Agricultura


Preço mínimo da uva para a Safra 2017 deverá ser R$ 0,92

26/10/2016 Ibravin - Foto: Silvia Tonon

 

     Lideranças das entidades que representam produtores de uva, cooperativas e indústria vinícola chegaram a consenso e definiram o preço mínimo em R$ 0,92 centavos ao quilo da variedade Isabel a 15 graus.

     A proposta foi apresentada na tarde desta terça-feira (25), em encontro com o coordenador geral da Secretaria de Política Agrícola do Ministério da Agricultura, Pecuária e Abastecimento (Mapa), João Salomão, e com a analista de mercado da uva da Companhia Nacional de Abastecimento (Conab), Flávia Starling Soares.

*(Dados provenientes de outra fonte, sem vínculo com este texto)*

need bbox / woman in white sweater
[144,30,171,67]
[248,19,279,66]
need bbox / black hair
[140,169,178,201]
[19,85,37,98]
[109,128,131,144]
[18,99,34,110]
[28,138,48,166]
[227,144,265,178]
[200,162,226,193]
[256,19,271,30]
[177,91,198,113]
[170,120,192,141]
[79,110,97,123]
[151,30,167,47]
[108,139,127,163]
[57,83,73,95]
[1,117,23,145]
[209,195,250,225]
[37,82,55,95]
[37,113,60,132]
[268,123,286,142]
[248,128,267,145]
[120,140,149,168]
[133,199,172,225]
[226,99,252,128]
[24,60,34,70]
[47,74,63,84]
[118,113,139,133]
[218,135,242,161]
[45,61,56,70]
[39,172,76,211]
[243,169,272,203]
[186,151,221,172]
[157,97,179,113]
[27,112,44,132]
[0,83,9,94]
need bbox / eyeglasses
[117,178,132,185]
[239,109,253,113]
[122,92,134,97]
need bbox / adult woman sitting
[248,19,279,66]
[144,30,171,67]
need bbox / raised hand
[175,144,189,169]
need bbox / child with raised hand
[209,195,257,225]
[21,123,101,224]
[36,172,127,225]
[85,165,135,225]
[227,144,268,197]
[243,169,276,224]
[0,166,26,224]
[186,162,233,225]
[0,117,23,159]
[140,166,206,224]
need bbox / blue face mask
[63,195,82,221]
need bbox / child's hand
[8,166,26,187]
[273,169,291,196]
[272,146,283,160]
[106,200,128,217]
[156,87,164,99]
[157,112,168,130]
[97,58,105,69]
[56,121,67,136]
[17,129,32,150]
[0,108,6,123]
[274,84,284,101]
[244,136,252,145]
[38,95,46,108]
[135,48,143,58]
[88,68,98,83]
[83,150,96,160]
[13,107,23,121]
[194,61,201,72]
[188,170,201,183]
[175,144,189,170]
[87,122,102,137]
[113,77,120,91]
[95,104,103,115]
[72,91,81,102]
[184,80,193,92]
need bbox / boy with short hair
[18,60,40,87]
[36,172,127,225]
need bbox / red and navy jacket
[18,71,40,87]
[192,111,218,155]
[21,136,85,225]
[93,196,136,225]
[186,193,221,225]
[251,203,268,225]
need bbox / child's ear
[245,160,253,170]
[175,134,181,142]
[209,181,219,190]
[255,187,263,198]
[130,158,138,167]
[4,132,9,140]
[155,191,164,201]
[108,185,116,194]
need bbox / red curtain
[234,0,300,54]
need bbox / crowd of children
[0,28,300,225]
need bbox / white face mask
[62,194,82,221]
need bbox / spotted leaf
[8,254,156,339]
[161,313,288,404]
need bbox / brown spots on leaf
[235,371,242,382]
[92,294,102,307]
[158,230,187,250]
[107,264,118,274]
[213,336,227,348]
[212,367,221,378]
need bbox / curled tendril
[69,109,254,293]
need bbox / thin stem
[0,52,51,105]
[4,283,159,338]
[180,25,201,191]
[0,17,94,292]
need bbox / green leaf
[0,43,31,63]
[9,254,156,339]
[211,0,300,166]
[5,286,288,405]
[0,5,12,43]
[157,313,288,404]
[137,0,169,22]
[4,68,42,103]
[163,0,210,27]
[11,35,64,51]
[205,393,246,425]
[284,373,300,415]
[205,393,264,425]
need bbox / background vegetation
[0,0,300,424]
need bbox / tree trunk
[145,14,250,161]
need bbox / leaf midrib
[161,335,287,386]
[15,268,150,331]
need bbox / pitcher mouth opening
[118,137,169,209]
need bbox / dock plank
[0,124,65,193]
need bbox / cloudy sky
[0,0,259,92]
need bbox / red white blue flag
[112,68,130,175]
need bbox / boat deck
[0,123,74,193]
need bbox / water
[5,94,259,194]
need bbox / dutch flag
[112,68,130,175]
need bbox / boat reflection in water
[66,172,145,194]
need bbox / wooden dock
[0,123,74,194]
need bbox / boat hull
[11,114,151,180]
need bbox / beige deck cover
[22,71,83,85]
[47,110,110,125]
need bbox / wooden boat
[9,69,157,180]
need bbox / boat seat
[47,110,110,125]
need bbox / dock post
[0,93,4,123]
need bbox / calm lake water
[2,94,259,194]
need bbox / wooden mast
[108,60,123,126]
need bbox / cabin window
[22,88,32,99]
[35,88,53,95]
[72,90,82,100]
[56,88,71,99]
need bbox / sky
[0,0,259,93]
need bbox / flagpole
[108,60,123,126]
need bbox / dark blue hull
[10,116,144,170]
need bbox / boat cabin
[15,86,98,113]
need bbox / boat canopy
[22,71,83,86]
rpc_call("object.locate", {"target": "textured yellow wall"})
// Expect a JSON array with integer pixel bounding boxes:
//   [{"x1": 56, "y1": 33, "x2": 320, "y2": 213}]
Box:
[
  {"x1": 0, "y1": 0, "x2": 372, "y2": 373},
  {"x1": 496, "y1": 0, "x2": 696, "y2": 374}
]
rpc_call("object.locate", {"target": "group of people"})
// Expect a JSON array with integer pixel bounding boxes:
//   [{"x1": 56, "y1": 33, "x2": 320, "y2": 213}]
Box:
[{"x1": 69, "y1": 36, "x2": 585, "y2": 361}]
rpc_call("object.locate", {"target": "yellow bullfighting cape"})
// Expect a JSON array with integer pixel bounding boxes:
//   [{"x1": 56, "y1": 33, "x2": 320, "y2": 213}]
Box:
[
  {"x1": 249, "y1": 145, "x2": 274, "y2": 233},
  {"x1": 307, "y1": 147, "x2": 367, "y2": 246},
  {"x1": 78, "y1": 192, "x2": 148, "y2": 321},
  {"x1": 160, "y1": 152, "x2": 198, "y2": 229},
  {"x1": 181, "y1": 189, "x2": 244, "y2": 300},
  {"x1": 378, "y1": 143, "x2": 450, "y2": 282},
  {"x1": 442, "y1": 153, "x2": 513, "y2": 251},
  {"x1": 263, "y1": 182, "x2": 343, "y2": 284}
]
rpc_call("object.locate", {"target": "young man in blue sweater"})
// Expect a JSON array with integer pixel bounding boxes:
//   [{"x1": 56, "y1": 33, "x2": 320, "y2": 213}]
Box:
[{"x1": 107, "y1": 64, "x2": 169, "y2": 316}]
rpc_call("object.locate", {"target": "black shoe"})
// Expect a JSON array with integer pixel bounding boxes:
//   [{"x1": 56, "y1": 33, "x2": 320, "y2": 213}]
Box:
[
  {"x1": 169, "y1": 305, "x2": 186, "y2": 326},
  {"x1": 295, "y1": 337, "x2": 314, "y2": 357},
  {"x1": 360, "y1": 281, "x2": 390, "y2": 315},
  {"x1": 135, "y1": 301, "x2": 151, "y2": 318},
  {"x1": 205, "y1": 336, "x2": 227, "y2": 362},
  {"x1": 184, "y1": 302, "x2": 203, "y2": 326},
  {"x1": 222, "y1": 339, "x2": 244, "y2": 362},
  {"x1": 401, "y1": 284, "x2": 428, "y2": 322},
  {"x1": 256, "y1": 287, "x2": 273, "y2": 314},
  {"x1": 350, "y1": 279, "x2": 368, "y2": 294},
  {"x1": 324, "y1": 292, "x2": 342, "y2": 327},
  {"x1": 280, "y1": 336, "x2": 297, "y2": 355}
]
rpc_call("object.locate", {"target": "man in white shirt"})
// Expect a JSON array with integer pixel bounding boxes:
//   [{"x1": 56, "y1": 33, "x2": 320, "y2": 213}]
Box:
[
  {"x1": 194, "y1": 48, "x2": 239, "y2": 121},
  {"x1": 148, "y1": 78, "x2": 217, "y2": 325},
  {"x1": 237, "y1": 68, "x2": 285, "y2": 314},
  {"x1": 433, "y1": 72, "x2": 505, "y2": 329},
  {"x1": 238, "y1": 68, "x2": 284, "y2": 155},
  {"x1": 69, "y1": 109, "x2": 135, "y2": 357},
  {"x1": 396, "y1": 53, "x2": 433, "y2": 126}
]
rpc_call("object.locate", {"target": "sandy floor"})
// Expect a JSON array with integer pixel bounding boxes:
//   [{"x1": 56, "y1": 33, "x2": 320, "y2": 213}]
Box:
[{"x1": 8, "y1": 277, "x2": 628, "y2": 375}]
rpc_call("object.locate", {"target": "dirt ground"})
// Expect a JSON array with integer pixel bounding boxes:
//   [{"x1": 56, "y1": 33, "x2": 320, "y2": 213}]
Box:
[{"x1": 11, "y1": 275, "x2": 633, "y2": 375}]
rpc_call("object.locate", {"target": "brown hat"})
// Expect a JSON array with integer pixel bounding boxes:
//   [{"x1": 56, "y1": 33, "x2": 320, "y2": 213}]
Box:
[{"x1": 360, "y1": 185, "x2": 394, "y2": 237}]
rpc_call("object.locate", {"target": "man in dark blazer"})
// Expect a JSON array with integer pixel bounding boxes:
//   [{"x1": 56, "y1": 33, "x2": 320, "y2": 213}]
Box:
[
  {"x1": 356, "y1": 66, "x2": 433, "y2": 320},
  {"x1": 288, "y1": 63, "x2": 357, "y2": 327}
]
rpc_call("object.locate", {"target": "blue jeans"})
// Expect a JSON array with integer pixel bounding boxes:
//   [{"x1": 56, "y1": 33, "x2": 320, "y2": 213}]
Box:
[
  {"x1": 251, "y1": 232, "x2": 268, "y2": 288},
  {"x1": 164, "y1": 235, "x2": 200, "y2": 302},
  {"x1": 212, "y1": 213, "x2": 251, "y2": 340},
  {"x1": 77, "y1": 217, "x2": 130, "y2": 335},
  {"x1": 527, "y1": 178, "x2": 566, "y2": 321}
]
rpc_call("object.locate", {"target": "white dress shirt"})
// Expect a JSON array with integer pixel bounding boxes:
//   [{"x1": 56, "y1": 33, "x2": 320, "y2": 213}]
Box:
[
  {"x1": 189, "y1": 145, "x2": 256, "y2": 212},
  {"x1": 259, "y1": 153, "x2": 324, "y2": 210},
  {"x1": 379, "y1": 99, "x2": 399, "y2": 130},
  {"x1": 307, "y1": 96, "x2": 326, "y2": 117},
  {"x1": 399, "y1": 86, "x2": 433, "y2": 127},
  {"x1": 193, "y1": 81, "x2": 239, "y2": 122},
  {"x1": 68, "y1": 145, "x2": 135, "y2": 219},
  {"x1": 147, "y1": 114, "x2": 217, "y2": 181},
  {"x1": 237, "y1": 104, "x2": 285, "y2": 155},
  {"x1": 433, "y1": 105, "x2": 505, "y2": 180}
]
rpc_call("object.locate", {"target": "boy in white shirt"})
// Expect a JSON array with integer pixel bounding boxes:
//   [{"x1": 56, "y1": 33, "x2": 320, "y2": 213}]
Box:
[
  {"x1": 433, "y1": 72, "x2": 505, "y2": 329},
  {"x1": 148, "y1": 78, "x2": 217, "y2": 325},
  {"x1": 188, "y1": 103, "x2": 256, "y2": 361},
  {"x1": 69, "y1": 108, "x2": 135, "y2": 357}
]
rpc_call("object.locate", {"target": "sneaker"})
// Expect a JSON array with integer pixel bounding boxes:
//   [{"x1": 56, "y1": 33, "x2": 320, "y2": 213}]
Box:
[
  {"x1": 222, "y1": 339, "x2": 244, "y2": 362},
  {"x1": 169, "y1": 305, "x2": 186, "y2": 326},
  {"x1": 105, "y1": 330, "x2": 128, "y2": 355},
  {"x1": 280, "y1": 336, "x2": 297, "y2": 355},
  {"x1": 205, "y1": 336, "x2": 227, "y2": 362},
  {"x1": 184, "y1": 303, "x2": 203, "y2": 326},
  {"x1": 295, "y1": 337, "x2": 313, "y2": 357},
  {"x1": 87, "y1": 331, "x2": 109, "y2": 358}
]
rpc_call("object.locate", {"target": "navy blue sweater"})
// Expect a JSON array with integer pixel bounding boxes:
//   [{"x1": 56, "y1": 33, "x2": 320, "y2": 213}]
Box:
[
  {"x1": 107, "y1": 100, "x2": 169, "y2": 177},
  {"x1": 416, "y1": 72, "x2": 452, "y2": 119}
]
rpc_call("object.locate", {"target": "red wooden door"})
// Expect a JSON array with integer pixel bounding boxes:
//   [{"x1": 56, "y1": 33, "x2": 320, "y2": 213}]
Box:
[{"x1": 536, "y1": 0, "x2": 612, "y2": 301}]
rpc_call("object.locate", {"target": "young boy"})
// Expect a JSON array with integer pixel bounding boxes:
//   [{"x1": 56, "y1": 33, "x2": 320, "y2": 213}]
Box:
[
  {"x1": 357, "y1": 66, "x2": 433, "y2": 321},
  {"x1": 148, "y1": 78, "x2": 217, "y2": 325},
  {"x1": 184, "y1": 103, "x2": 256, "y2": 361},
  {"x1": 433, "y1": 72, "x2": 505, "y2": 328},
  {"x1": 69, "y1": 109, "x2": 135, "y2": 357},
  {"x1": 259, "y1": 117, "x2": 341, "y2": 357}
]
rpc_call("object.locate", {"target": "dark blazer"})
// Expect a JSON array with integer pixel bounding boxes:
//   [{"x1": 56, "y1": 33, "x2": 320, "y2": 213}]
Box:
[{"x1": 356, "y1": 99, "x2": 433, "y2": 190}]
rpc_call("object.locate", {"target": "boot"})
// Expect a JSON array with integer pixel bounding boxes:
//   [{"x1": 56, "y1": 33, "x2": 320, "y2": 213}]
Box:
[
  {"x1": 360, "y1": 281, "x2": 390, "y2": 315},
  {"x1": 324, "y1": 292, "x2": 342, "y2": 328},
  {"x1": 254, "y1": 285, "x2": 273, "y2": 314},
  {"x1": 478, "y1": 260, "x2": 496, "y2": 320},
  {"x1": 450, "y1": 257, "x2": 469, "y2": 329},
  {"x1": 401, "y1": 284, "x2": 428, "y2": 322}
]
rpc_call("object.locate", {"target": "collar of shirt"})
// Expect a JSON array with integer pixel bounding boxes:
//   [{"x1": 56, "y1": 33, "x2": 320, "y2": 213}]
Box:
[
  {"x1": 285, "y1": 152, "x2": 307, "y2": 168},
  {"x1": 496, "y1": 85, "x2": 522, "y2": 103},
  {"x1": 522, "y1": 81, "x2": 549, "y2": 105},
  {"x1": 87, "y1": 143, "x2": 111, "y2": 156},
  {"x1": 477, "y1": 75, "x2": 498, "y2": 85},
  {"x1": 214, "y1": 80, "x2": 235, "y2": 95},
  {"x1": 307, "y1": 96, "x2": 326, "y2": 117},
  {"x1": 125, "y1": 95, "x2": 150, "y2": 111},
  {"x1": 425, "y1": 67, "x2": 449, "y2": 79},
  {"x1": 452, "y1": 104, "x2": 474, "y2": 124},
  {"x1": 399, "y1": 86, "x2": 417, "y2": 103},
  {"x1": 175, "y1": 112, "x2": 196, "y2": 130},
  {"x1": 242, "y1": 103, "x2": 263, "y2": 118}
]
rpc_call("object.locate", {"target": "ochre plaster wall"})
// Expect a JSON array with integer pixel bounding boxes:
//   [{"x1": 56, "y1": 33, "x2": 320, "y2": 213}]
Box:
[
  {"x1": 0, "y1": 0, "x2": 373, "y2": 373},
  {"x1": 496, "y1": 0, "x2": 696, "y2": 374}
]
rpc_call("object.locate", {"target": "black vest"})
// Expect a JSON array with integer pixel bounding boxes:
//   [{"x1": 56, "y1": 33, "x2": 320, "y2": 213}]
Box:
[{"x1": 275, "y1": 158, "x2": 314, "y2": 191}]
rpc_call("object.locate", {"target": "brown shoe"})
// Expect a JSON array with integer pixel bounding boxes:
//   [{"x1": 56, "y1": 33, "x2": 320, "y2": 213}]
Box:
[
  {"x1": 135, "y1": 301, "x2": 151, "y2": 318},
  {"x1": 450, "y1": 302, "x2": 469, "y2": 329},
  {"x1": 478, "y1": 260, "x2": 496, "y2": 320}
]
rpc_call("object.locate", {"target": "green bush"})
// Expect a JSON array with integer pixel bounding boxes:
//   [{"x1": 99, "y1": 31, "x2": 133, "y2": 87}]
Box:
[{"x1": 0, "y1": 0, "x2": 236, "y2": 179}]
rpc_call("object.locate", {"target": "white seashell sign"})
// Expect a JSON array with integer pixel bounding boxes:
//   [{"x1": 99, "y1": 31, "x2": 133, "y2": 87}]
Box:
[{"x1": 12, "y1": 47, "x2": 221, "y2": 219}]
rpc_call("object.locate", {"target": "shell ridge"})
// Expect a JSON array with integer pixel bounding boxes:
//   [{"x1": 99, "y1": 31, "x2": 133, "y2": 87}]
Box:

Após a definição do preço a ser pago para a variedade de referência, a decisão será encaminhada ao Conselho Monetário Nacional. A previsão é de que seja publicado no Diário Oficial até o final de novembro.

     O coordenador da Comissão Interestadual da Uva, Denis Debiasi, comemorou o fato do setor ter chegado a um acordo, com aumento real de cerca de 10% em relação à última safra. Debiasi também assinalou o interesse dos órgãos de governo que participaram da discussão para a publicação do preço mínimo antes do início da safra. "Chegar a um consenso num ano tão difícil para a economia e após uma quebra de safra que chegou a quase 60% mostra o amadurecimento do setor", disse. Na safra 2015/2016 o preço mínimo foi fixado em R$0,78.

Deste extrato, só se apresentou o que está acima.